Applying Itô formula for \(X_{t}= \hbox {e}^{{\mathcal {Z}}_{t}}\), to the last equation, we obtain the following drift-free stochastic equation:

$$\begin{aligned} {\left\{ \begin{array}{ll}\hbox {d}X_{t}=X_{t}\ln (2X_{t}) \hbox {d}W^Q_{t},\\ X_{t}(0)=1.\end{array}\right. } \end{aligned}$$
(29)

according to (23), we have \(Y u'=u \ln (2u)\). Consequently, \(Y=\frac{\ln (2X)}{2}\), \(X=u(Y)=\frac{1}{2} \hbox {e}^{2Y}\).

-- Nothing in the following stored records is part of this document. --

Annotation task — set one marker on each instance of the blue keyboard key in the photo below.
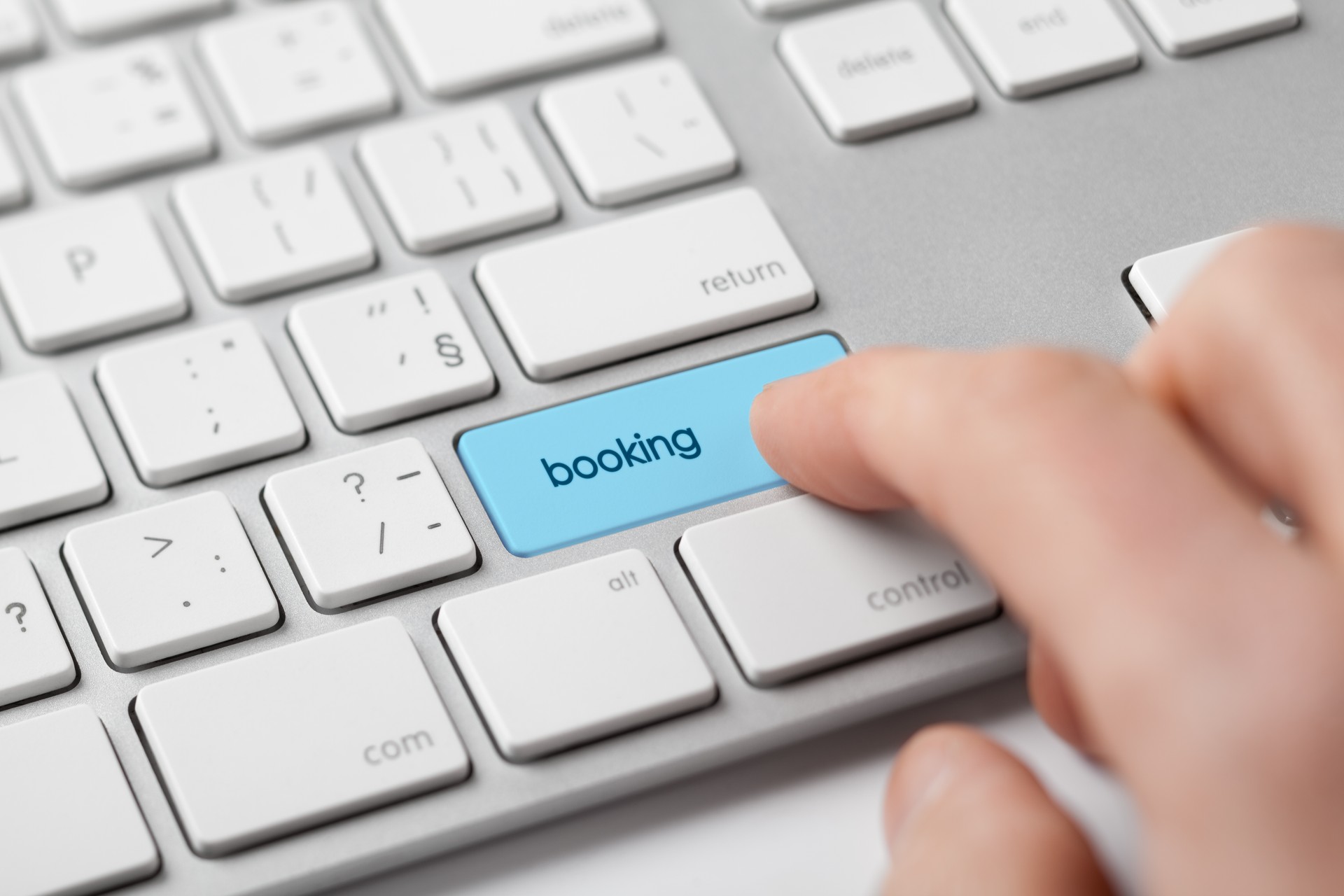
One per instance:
(634, 456)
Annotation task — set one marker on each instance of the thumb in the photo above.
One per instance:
(967, 818)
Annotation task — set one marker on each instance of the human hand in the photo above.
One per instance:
(1174, 636)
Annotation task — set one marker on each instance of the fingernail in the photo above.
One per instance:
(920, 777)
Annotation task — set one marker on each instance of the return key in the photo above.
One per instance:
(641, 284)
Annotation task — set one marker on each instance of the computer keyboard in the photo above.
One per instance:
(375, 475)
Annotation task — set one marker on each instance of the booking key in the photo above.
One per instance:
(634, 456)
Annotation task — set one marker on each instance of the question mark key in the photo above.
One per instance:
(369, 524)
(34, 657)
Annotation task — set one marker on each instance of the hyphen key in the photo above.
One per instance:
(624, 458)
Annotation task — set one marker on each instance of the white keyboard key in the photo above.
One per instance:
(302, 735)
(457, 178)
(645, 282)
(370, 523)
(638, 132)
(784, 7)
(803, 584)
(88, 272)
(34, 657)
(1189, 27)
(101, 19)
(14, 182)
(201, 402)
(48, 465)
(575, 654)
(875, 69)
(273, 225)
(113, 113)
(69, 821)
(20, 35)
(171, 580)
(296, 70)
(391, 351)
(1161, 280)
(458, 46)
(1030, 48)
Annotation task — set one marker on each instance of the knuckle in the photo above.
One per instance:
(1023, 384)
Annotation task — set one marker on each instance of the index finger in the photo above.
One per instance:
(1109, 530)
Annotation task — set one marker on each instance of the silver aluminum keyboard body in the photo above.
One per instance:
(1009, 225)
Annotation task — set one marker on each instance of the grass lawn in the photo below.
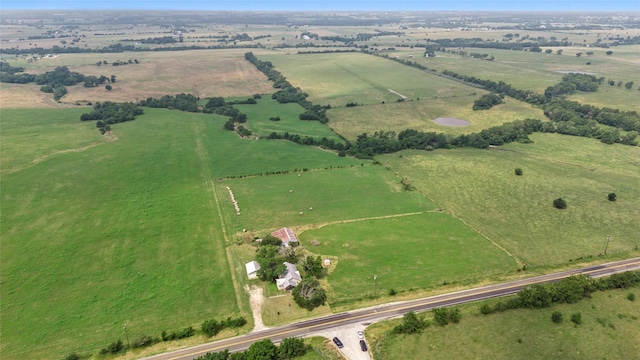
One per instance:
(338, 79)
(125, 232)
(419, 115)
(479, 187)
(407, 252)
(270, 202)
(266, 108)
(609, 330)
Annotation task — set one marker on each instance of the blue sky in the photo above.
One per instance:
(279, 5)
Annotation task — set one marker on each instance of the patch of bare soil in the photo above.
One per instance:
(256, 299)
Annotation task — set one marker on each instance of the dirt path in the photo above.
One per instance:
(397, 93)
(256, 298)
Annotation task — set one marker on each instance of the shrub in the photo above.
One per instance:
(486, 309)
(559, 203)
(576, 318)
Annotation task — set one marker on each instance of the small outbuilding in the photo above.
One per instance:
(287, 236)
(252, 269)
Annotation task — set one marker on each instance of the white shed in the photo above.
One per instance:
(252, 269)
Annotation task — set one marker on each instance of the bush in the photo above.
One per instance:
(576, 318)
(559, 203)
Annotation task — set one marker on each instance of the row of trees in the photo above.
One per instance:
(287, 93)
(108, 113)
(53, 82)
(569, 290)
(265, 349)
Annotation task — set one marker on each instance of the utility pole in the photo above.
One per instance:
(375, 277)
(127, 335)
(606, 246)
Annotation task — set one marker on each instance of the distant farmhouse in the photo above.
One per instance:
(290, 278)
(287, 236)
(252, 269)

From (24), we have \(f=-Y^2\) and consequently, the exact solution of corresponding SDE is \(X=\frac{1}{2} \hbox {e}^{2Y}\) such that its related stochastic equation is:

$$\begin{aligned} {\left\{ \begin{array}{ll}\hbox {d}Y=-Y_{t} \hbox {d}t+Y_{t} \hbox {d}W^Q_{t},\\ Y(0)=\frac{\ln (2)}{2}.\end{array}\right. } \end{aligned}$$

As we know, the exact solution of this linear stochastic differential equation is as follows:

$$\begin{aligned} Y_{t}=\frac{\ln (2)}{2}\exp \left( W^Q_{t}-\frac{3t}{2} \right) . \end{aligned}$$
(30)

Finally, the exact solution of this example is:

$$\begin{aligned} \mathcal {Z}_{t}=\ln (X_{t})=\ln \left( \frac{1}{2} \hbox {e}^{2Y_{t}}\right) =2Y_{t}-\ln 2=\ln 2\left( \exp \left( W^Q_{t}-\frac{3t}{2} \right) -1\right) . \end{aligned}$$
(31)

Conclusions and remarks

In this paper, a couple of analytical solutions of some determined set of stochastic differential equations was indicated via making the Martingale process from a stochastic process. Converting stochastic differential equations to ordinary ones as another suitable method was posed. Indeed, it is tried to omit diffusion part of stochastic equation by applying Martingale processes. In addition, change of variable method on SDEs related to Martingale processes was discussed. Last of all with some examples, we analyzed and obtained its exact solutions and in some cases their solutions compared with other numerical methods.